Translational mini-review series on complement factor H: structural and functional correlations for factor H

Abstract

The 155-kDa glycoprotein, complement factor H (CFH), is a regulator of complement activation that is abundant in human plasma. Three-dimensional structures of over half the 20 complement control protein (CCP) modules in CFH have been solved in the context of single-, double- and triple-module segments. Proven binding sites for C3b occupy the N and C termini of this elongated molecule and may be brought together by a bend in CFH mediated by its central CCP modules. The C-terminal CCP 20 is key to the ability of the molecule to adhere to polyanionic markers on self-surfaces where CFH acts to regulate amplification of the alternative pathway of complement. The surface patch on CCP 20 that binds to model glycosaminoglycans has been mapped using nuclear magnetic resonance (NMR), as has a second glycosaminoglycan-binding patch on CCP 7. These patches include many of the residue positions at which sequence variations have been linked to three complement-mediated disorders: dense deposit disease, age-related macular degeneration and atypical haemolytic uraemic syndrome. In one plausible model, CCP 20 anchors CFH to self-surfaces via a C3b/polyanion composite binding site, CCP 7 acts as a 'proof-reader' to help discriminate self- from non-self patterns of sulphation, and CCPs 1-4 disrupt C3/C5 convertase formation and stability.

Fig. 1

Multiple sequence alignment of 20 short consensus repeats in sequence of complement factor H (CFH). One-letter codes used throughout; invariant Cys residues and almost invariant Trp residue are highlighted. Arrows indicate other well-conserved residues.

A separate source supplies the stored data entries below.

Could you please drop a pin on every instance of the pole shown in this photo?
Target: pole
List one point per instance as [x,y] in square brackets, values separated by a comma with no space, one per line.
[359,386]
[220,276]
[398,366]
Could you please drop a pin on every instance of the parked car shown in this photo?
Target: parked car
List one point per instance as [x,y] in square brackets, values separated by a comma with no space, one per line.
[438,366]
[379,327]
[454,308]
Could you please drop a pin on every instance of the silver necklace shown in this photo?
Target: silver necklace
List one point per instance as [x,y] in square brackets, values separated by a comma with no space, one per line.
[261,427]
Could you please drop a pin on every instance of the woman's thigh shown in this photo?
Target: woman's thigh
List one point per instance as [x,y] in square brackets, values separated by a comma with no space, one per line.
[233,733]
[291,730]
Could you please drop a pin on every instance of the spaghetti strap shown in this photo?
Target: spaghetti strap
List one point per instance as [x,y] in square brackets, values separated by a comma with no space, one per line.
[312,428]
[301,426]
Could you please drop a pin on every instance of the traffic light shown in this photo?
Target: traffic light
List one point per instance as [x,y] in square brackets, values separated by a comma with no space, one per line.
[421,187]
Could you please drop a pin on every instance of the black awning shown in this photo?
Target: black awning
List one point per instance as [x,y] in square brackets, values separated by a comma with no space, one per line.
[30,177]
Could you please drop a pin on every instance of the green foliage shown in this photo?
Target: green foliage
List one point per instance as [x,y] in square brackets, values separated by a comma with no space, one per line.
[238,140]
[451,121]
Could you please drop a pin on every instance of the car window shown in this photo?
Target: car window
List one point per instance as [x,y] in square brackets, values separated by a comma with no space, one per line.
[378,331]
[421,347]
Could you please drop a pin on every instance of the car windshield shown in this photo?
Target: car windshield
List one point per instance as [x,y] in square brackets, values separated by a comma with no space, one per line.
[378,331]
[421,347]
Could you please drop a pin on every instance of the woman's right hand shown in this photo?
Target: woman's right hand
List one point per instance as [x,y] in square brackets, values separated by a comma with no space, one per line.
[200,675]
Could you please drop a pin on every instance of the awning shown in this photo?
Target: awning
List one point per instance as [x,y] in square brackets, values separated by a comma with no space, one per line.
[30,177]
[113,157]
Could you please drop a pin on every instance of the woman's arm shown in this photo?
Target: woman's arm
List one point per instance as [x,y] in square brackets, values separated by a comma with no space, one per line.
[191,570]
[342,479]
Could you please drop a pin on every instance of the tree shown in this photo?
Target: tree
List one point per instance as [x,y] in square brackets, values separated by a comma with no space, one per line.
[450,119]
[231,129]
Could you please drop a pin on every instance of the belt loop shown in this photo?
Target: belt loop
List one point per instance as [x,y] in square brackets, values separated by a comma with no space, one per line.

Each short consensus repeat (SCR) probably folds into a complement control protein (CCP) module; horizontal lines indicate disulphides within CCP module.

Fig. 2

Cartoon showing three-dimensional structure of the complement control protein (CCP) module pair, complement factor H (CFH) 19–20. Cys side-chains (green and orange) drawn [PyMol (Warren L. DeLano, ‘The PyMOL Molecular Graphics System’, DeLano Scientific LLC, San Carlos, CA, USA. http://www.pymol.org)] in space-fill representation; the three Trp side-chains (red) present are drawn in stick representation. Module 19 is typical of CCP modules; CCP 20 (lacking the consensus Trp) is less elongated than CCP 19.

Fig. 3

Summary of module-deletion/ truncations of complement factor H (CFH). Complement control protein (CCP) modules are shown as ovals within a cartoon-type representation of each deletion/truncation mutant. The black triangles indicate non-native linker lengths in one mutant. ‘CA’ written alongside indicates it has co-factor activity; similarly ‘H’, ‘C3b’, ‘C3c’, etc. indicate the mutant protein has binding affinity for heparin-affinity resin, C3b, C3c, etc. (ESC3b signifies sheep erythrocyte-bound C3b, as opposed to fluid-phase or chemically immobilized C3b); ‘PSE’: protects sheep erythrocytes from complement-mediated lysis. A strike-through means a particular activity was investigated but found not to be measurable; lower-case letters signify substantial reduction in measured activity; SFTL, the four residues specific to the C-terminus of CFH-like 1; ‘rr’, non-native N-terminal sequence containing two Arg residues. Superscripts refer to cited works as follows: A, Alsenz et al. [31,32]; G, Gordon et al. [34]; K, Kuhn [35]; J, Jokiranta et al. [36]; O, Ormsby et al. [37]; B, Blackmore et al. [38,39]; H, Herbert et al. [27]; HW, Hellwage et al. [40]; SP, Sharma and Pangburn [41]; and P, Pangburn [42].

Fig. 4

Amino acid residue positions of mutations listed in Table 1 within the structure of complement factor H (CFH) 19, 20. The structure of CFH 19, 20 is drawn as a cartoon in PyMol (see legend to Fig. 2). Mutated side-chains are labelled (and in parentheses if they are likely to be structurally critical) and drawn and their exposed surfaces are rendered (dark blue if they are positively charged, otherwise cyan). Underlining indicates that mutations in the residue concerned are linked to atypical haemolytic uraemic syndrome. The effect on function − where measured − is indicated by symbols (see key), except for residues likely to be critical for structural integrity.